Parce qu’à l’instar de son grand rival Finale, il joue la carte de l’exhaustivité, il propose en effet tant de fonctionnalités qu’il s’avère un peu trop touffu pour la plupart des musiciens.
Au nombre des ces derniers, les guitaristes n’ont pas forcément besoin de la kyrielle d’outils proposés par la version standard. De ce constat est né le Sibelius G7 qui nous occupe aujourd’hui : un Sibelius pensé exclusivement pour la guitare et autres instruments à cordes et à manche (banjo, basse, luth, ukulélé, etc.)
High Score
Outre le CD d’installation, la boîte contient un guide utilisateur de 192 pages, très clair et informatif, permettant de ne jamais se retrouver désarmé face aux nombreuses possibilités de G7, ainsi qu’une brochure d’assistance technique.
Les docs comme le logiciel sont en anglais mais sachez qu’une traduction est à l’étude, pour le plus grand bonheur de ceux qui sont fâchés avec le patois grand breton…
L’installation se déroule sans aucun problème : il suffit d’appliquer bêtement la marche à suivre jusqu’à l’enregistrement client en ligne, puis de double cliquer sur l’icône pour lancer le soft.
Dès le lancement surgit des enceintes un jingle annonçant la couleur : une guitare cinglante que n’aurait pas renié The Edge vient flatter nos oreilles. Voilà qui donne envie d’en voir plus.
Et côté visuel, on n’est pas déçu : l’apparence graphique du logiciel est des plus élégante tout en restant très sobre.

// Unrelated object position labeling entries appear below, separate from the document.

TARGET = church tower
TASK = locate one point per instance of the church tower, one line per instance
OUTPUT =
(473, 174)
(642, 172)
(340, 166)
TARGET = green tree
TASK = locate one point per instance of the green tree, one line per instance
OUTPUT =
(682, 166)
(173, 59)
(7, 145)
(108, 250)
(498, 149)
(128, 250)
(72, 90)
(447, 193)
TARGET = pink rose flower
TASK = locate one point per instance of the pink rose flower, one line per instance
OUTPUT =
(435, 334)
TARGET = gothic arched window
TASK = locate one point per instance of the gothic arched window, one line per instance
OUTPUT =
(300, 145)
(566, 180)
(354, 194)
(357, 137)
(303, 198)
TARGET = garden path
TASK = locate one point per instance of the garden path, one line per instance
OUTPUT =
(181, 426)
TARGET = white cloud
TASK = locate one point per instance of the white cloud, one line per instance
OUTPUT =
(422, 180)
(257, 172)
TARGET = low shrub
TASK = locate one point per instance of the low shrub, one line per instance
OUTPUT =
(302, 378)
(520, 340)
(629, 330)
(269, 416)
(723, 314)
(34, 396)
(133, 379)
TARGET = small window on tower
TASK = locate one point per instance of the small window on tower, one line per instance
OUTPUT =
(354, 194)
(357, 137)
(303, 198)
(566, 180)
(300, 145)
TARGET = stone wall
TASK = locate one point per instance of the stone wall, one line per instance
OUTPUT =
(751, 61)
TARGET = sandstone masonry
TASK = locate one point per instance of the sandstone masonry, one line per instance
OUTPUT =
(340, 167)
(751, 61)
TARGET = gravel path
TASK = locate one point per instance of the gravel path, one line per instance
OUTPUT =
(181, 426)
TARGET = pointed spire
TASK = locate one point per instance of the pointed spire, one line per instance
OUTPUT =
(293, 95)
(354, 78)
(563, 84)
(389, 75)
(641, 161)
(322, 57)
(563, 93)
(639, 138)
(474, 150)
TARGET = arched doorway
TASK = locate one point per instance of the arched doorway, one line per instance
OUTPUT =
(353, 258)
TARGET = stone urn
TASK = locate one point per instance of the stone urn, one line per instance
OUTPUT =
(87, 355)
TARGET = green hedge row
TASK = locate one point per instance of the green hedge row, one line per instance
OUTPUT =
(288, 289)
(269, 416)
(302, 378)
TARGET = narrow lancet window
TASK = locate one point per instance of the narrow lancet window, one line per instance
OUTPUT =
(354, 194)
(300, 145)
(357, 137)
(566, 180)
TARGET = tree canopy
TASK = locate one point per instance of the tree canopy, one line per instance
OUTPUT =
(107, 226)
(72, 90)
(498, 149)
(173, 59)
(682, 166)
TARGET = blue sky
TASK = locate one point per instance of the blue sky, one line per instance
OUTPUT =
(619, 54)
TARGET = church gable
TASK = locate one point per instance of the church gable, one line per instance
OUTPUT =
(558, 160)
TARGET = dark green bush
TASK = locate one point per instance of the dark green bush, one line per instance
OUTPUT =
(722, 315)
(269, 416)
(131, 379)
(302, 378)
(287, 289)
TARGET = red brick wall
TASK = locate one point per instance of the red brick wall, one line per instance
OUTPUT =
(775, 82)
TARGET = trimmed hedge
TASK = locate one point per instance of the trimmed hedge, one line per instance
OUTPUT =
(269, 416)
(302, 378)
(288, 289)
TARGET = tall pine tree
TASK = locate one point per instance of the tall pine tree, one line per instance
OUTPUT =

En haut de la fenêtre se trouve une barre d’outil, donnant accès aux fonctions les plus essentielles du logiciel : création/ouverture/suppression d’un document, impression, zoom, lecture de la partition en cours, fonctions d’annulation (undo / redo) et, plus original, un bouton 'Scan’ et un accès au « Guitar guide » (voir encadré).

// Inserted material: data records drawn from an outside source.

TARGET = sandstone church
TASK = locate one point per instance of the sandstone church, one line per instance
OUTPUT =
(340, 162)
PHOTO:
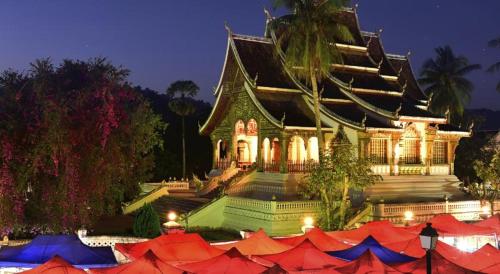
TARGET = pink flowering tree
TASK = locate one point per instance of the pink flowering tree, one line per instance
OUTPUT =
(75, 141)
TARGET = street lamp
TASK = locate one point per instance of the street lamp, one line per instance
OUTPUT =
(308, 224)
(428, 239)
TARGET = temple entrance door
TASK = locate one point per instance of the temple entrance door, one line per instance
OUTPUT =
(243, 153)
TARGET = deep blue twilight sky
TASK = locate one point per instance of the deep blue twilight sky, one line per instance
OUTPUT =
(161, 41)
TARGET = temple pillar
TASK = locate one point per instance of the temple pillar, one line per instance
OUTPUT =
(394, 156)
(260, 146)
(215, 156)
(284, 153)
(452, 145)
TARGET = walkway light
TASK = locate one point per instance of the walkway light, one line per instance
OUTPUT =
(408, 217)
(428, 239)
(308, 224)
(172, 216)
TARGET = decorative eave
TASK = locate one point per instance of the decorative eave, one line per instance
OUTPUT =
(376, 91)
(390, 78)
(350, 68)
(376, 130)
(336, 101)
(293, 128)
(345, 48)
(333, 116)
(202, 128)
(458, 133)
(422, 119)
(219, 84)
(278, 90)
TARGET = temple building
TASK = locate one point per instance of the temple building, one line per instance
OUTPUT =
(262, 128)
(263, 115)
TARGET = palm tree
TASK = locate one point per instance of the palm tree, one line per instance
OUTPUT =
(444, 80)
(495, 43)
(181, 104)
(308, 36)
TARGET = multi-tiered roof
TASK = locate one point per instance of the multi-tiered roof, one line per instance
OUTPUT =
(371, 90)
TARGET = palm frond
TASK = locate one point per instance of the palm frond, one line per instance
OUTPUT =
(468, 68)
(494, 68)
(495, 43)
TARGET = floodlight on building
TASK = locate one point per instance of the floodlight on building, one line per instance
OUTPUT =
(308, 224)
(428, 239)
(408, 215)
(172, 216)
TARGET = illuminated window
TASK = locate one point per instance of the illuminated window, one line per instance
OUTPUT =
(252, 127)
(439, 153)
(410, 152)
(378, 151)
(240, 127)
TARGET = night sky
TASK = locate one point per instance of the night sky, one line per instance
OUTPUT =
(163, 41)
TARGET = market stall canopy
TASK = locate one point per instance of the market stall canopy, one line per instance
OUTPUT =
(487, 257)
(491, 222)
(366, 263)
(440, 265)
(383, 231)
(149, 263)
(56, 265)
(386, 255)
(447, 225)
(188, 247)
(257, 244)
(232, 261)
(319, 238)
(69, 247)
(305, 256)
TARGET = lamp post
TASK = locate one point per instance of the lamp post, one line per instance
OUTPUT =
(308, 224)
(428, 239)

Le reste des outils et icônes est réparti en plusieurs palettes flottantes, qu’on affichera, déplacera ou masquera selon les besoins.
Petit détail appréciable, il est possible d’activer une transparence pour les fenêtres, comme cela se fait sur MacOS X : c’est vraiment utile pour afficher toutes les palettes sans avoir l’impression de manquer de place à l’écran. Accessoirement, cela contraste agréablement avec l’aspect 'Usine à gaz’ de bien des logiciels de notation…
Petit passage en revue des différentes palettes flottantes :
« Navigator » permet, à la manière du Navigateur de Photoshop, de visualiser l’ensemble des pages du score, et de se déplacer rapidement sur la portée.
« Fretboard » propose la représentation d’un manche de guitare. Loin d’être un gadget dédié à la seule visualisation des notes et accords, cette dernière pourra servir à la saisie des notes sur la partition, par simple clic sur les cases.
« Properties » permet de régler les paramètres typographiques des signes sur la portée.
« Mixer » donne accès à la gestion du volume et du panoramique de chaque partie/piste MIDI et permet de rendre une piste muette ou de l’écouter en solo.
« Kontakt Player » permet de paramétrer le lecteur de samples fourni avec le logiciel.
Véritable organe central du logiciel, « Keypad » est enfin une commande à cinq niveaux qui correspond au pavé numérique du clavier et qui donne accès à tous les types de notes, silences et accidents proposé par le logiciel.
En pressant la touche '+', on accède ainsi au valeurs rythmiques, altérations, accents, indication techniques (sens des coups de médiator, liaisons), appogiatures, trilles, etc. La chose fonctionne extrêmement bien une fois qu’on s’est familiarisé avec les touches…
Dernière petite précision concernant le rendu visuel : il est possible de choisir plusieurs textures pour le bureau de travail, l’apparence du « papier virtuel », et la calligraphie (standard, manuscrite, façon « real book »). De quoi travailler dans une ambiance de confort…
Un couteau suisse géant
Il est possible d’éditer toutes sortes de tablatures, de 4 à 8 cordes, et de choisir un accordage parmi 50 open tunings différents (sans compter ceux que vous pouvez définir vous-même). Du coup, si le logiciel cible en majorité des guitaristes, il s’avère pleinement pertinent pour générer des partitions de banjo, de luth, de mandoline, de ukulélé ou autres instruments à cordes et à manche.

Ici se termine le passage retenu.